Before There Was Plumbing, These Men Discreetly Got Rid of Human Waste
“Night soil” refers to solid human excrement that is transported by night from a cess pool or privy. Before the widespread use of sewage treatments or septic systems, there were men who does the mucking out of cess pools and transport the waste away from urban centers. They were called the "night soil men" or the "gong farmers".
Night soil men
The first lavatories
Photo: Andreas Solaro/AFP/Getty Images
Waste removal techniques vary widely throughout history. Ancient Egyptians had some early lavatories in homes, making use of an advanced sewage system that wouldn't be recreated for another thousand years. Ancient Romans upper classes also had private bathrooms that were flushed by moving aqueducts.
Queen Elizabeth's toilet
Queen Elizabeth I was the first to own a flushing toilet after her godson, Sir John Harrington, invented it and called it, “The John.” Despite the Queen's patronage, it would be over 200 years before any major advancements in communal sanitation took place.
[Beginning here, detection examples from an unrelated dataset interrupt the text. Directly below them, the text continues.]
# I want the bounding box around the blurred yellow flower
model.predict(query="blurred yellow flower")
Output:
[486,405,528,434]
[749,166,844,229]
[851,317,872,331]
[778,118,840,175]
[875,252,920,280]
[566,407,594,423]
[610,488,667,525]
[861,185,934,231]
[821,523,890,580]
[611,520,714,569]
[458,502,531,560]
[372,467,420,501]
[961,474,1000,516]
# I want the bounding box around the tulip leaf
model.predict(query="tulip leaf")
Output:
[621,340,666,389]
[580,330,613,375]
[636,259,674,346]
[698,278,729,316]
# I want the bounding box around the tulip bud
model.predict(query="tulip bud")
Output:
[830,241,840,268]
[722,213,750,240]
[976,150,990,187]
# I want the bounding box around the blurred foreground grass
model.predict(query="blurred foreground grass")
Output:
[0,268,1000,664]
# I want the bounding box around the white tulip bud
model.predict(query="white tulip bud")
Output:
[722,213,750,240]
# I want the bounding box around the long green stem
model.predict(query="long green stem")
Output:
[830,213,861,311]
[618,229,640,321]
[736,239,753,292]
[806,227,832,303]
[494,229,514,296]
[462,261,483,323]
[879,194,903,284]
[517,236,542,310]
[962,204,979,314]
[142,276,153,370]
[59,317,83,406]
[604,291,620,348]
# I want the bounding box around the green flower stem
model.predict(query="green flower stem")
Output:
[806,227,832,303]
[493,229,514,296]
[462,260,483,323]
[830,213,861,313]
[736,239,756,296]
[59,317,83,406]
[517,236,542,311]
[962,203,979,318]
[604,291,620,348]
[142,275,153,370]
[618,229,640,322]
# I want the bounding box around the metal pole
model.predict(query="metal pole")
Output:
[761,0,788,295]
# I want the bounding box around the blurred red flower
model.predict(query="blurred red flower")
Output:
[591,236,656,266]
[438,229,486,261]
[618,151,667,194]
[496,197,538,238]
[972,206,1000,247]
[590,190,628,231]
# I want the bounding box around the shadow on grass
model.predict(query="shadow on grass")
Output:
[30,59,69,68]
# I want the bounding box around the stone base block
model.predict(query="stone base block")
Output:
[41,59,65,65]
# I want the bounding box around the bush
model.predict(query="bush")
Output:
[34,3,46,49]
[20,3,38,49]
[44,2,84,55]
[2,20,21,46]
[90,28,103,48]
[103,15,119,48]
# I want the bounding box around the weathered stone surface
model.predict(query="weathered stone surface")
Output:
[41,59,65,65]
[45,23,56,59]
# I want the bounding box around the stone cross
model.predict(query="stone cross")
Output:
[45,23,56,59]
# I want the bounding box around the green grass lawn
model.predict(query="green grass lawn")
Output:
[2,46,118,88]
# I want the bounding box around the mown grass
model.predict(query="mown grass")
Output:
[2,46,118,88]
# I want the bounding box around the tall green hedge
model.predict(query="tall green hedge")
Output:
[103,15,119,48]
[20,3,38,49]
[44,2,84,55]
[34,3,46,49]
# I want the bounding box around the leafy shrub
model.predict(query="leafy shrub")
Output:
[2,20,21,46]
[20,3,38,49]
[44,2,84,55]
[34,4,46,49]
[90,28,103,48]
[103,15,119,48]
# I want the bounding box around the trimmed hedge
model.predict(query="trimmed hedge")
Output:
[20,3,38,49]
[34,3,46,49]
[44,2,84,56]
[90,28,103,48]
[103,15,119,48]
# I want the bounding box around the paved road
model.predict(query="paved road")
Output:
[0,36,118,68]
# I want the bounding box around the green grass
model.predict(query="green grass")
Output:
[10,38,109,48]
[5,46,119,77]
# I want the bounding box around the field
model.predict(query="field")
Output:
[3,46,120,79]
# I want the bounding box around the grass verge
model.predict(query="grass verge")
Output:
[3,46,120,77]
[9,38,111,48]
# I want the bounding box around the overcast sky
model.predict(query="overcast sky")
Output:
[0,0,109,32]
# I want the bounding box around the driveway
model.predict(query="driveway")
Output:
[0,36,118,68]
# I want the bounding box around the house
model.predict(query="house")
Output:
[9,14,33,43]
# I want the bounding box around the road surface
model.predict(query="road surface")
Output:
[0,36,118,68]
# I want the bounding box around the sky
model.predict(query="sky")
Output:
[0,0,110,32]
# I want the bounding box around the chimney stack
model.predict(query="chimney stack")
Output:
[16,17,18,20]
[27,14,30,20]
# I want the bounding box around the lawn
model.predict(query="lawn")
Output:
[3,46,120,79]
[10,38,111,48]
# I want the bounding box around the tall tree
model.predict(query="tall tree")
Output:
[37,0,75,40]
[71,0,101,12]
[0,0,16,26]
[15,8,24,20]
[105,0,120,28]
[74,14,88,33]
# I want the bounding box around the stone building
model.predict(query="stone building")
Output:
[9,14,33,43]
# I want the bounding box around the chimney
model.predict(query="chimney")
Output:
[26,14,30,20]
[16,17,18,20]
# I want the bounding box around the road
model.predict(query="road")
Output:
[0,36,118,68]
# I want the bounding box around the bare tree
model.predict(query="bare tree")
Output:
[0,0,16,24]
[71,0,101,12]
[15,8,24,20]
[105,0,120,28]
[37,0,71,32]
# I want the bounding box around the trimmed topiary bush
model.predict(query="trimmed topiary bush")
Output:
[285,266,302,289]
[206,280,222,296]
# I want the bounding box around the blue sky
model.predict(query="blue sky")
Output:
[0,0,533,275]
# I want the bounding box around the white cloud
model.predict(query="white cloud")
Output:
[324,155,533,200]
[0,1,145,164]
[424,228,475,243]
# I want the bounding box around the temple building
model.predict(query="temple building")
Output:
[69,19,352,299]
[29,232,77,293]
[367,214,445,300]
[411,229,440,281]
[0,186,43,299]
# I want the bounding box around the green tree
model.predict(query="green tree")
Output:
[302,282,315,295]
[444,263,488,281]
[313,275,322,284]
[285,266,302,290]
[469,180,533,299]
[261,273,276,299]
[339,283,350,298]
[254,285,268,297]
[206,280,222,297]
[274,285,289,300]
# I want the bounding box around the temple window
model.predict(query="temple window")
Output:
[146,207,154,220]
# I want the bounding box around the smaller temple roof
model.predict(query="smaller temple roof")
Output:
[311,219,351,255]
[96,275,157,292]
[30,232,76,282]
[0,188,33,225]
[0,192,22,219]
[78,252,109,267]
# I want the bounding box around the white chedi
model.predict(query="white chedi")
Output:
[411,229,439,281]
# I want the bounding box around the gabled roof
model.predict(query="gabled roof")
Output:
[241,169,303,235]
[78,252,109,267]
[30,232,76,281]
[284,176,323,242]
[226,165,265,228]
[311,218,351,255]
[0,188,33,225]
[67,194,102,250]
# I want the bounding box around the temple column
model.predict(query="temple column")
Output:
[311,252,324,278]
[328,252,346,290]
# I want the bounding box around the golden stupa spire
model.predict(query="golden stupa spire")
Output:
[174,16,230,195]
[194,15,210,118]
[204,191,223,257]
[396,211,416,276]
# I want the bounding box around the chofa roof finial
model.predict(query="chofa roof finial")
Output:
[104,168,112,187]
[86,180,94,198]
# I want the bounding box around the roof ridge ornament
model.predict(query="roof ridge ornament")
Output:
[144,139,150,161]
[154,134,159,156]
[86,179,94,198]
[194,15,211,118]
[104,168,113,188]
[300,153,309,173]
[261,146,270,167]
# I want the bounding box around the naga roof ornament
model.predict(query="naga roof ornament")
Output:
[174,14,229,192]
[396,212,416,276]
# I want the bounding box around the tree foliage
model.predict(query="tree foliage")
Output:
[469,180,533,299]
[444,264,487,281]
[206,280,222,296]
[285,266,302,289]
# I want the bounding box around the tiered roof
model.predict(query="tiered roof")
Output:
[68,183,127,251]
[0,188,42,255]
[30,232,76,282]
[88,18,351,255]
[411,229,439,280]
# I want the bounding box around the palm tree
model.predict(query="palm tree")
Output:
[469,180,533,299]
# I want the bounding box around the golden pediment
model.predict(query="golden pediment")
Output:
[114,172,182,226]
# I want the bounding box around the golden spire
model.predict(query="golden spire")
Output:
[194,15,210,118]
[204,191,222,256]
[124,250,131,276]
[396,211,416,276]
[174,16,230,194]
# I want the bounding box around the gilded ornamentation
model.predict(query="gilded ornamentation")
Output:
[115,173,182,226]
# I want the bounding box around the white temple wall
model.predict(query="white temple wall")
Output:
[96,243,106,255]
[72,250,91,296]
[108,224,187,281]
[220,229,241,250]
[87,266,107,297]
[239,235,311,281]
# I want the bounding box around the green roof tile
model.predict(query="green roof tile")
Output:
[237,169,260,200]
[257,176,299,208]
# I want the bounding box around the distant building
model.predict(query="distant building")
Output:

Being a night soil man wasn't exactly a dream career, but it paid well and worked well as a part-time job. The men usually operate in teams of four to remove night soil: one acts as a hole man, the other a rope man, and two tub men. The hole man was the one who crawls into the cess pool to scoop waste into a bucket or basket. The rope man will then haul the bucket up and pass it to the tub men, who will bring the buckets to a cart.
The cess pools were made from brick chambers about six feet deep and four feet wide. They were placed as far away from the house as possible, but sometimes they are installed in the basement. Night soil men are required by law to complete their work after dark to avoid disturbing nearby residents with odors from the cess pool.
Once human excrement was heaped onto a cart, the night soil men will take it to the countryside where it could be used as fertilizer. In London, there was an area known as Dung Wharf where sewage was collected for the city's market gardens.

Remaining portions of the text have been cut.